|Will this Greek drama go out on a global tour? |
That’s the fear as officials in Athens scramble to work out an austerity plan to avoid defaulting on the nation’s sovereign debt while some Greek voters riot in the streets.
|Greek voters riot in the streets|
Some market watchers worry Greece 2011 could be a replay of Lehman 2008 when it comes to market performance and economic growth. Greece defaults, markets tank, and the global economy spins into severe recession.
In the “Greece as Lehman redux” scenario, a default would force lenders, especially European banks, to write down billions in Greek loans. The losses would reduce bank capital and trigger a global credit crunch. That’s why rating agencies have put European banks under review for possible downgrade.
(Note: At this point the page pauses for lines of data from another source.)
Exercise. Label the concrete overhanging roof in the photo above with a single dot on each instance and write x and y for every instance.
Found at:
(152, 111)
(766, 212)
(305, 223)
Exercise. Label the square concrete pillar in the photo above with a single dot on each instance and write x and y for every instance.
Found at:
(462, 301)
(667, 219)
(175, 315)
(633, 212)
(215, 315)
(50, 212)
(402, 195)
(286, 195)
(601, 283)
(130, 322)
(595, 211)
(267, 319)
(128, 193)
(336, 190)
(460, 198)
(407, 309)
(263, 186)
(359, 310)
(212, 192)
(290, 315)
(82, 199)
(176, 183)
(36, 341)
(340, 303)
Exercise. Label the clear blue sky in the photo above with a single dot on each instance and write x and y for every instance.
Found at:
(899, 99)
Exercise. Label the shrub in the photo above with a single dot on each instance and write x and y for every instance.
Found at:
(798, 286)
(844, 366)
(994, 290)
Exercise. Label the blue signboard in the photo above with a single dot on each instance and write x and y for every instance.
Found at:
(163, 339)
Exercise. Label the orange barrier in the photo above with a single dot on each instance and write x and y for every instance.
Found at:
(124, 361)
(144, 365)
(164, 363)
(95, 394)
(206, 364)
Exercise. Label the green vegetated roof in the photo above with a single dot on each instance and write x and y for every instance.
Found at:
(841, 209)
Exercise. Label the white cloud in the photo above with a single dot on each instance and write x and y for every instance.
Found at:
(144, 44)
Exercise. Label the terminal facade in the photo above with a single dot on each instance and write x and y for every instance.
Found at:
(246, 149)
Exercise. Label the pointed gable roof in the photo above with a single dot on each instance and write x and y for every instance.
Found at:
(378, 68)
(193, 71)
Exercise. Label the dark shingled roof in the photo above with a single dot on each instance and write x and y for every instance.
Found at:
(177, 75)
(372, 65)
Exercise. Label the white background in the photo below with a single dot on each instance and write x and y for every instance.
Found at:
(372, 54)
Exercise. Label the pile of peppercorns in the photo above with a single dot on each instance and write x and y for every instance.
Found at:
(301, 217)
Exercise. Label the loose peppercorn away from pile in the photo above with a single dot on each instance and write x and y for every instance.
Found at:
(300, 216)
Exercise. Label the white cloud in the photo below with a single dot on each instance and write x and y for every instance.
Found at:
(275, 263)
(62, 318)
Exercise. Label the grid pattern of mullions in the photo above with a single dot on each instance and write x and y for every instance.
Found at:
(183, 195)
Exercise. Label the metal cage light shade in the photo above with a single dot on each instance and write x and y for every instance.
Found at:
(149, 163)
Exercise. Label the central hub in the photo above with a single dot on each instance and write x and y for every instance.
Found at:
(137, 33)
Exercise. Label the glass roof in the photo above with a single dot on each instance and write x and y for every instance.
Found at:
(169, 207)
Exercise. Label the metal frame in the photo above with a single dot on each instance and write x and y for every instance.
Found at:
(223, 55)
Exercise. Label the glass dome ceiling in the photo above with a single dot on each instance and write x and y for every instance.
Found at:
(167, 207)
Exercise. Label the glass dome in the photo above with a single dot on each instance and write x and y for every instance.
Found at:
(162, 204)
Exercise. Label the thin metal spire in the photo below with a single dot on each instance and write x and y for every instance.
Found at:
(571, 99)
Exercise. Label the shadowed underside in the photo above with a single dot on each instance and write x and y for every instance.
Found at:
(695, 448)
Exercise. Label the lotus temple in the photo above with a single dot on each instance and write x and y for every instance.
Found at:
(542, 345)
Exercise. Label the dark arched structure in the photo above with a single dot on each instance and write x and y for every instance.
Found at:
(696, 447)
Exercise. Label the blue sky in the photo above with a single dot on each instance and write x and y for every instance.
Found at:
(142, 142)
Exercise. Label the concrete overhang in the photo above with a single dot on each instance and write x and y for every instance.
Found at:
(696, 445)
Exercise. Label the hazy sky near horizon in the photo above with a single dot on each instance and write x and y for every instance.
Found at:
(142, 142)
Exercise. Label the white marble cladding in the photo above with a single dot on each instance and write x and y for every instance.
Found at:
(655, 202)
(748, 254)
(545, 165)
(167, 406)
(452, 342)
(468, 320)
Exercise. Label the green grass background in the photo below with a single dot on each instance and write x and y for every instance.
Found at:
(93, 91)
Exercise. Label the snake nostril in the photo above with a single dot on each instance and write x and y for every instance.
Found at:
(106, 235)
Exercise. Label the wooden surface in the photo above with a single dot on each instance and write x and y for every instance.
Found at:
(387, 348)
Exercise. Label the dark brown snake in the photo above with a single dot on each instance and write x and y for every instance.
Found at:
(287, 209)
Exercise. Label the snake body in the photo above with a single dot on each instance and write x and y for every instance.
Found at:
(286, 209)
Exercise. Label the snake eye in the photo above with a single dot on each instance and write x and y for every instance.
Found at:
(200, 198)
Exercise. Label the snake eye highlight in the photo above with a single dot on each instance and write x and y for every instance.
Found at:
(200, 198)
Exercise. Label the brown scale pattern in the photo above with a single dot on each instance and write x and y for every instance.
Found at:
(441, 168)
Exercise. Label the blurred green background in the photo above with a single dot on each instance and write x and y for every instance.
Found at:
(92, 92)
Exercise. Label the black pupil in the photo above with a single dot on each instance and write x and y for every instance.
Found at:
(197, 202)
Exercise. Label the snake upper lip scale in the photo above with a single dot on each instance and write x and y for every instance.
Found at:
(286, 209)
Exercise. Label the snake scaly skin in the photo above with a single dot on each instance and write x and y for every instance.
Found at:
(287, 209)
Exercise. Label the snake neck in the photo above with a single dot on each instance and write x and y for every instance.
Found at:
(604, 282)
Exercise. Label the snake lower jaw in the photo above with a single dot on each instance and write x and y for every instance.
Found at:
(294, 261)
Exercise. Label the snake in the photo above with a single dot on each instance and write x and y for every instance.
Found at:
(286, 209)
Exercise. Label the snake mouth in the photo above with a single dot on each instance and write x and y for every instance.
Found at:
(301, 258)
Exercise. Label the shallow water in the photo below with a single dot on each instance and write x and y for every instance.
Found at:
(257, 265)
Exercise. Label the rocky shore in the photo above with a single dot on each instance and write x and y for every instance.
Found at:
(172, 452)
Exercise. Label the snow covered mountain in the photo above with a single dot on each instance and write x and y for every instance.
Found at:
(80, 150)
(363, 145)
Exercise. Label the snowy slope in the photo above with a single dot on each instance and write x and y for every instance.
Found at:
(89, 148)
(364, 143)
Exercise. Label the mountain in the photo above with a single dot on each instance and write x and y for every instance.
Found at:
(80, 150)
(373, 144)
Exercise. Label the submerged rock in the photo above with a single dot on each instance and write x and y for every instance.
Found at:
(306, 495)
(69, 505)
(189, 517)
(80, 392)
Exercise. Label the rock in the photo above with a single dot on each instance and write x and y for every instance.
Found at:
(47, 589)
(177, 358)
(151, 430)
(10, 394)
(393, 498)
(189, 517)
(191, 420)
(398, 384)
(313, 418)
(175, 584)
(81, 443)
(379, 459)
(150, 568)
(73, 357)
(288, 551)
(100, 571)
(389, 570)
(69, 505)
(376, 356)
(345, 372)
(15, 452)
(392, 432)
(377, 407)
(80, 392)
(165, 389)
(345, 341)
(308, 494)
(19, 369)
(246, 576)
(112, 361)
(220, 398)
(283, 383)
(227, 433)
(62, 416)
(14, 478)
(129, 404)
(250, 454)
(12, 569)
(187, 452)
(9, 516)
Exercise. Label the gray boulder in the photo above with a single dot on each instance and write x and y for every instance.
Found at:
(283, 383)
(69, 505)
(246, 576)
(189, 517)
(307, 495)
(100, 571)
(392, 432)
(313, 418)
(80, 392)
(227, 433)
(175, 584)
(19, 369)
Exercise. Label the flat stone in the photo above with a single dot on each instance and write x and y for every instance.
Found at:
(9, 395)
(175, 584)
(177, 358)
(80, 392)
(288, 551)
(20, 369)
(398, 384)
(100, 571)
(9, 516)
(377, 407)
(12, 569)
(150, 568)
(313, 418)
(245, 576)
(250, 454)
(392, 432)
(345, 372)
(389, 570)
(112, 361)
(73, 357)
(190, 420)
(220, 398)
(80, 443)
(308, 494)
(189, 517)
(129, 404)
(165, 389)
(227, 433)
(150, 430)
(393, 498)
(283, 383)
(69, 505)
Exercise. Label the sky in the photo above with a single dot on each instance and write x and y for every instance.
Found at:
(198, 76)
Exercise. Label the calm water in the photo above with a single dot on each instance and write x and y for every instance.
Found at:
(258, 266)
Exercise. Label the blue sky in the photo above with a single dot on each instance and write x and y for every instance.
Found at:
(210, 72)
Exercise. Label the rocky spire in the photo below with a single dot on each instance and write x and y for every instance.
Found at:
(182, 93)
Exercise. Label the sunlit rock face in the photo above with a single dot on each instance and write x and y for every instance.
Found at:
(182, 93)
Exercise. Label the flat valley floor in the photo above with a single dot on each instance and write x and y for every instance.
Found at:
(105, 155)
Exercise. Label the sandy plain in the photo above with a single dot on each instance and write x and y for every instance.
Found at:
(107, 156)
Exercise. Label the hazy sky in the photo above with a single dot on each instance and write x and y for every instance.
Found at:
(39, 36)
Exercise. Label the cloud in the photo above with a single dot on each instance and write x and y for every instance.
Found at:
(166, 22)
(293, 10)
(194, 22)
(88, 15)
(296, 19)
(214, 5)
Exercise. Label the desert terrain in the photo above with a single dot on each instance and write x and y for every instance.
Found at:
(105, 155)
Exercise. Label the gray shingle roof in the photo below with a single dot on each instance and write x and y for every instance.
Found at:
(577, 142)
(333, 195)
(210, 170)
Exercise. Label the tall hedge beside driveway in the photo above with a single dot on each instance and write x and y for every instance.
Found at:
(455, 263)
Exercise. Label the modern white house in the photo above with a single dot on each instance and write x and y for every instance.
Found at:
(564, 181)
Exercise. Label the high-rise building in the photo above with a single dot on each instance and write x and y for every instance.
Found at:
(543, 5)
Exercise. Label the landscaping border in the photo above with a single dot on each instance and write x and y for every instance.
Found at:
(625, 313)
Certainly, there are reasons to worry that Greece’s problems could be the last straw for the recovery, especially because a default could bring the unanticipated. And recent data show the U.S. economy has throttled back significantly in the second quarter.
The biggest risk, however, isn’t Greece per se. It is the prospect of other peripheral euro members — Ireland, Spain, and Portugal — following Greece down the default path. That cascade effect has to be avoided.
The U.S. and global economies aren't in better shape than they were in 2008. If time heals all wounds, three years has done nothing in the way of healing economic excesses and the world banking system.
To be sure, sentiment can change on a dime, but, I doubt it, and the banking system seems to be taking it up the ..., well, you know.
Interbank rates remain extremely low. The three-month London interbank lending rate is creeping along below 0.25%. When the financial crisis hit in 2008, it soared above 4%.
Back then, almost all U.S. banks tightened standards on commercial loans — basically shutting off bank lending. At the same time, the commercial paper market froze, leaving businesses no access to cash to meet payrolls or maintain inventories.
Now, the latest Federal Reserve senior loan officer survey shows more bank are easing lending standards than are tightening them. And commercial paper outstanding is expanding so far this year.
|Going Down in DEBT|
Perhaps another key reason to expect the recovery to go belly up is the long build-up to a possible default. The global credit authorities and financial markets have been digesting this problem for more than a year, and are still where they were a year ago. Some participants think a default is inevitable; Greece should just do it.
Then the world can move on to an even bigger worry: whether the U.S. government will soon default on its debt.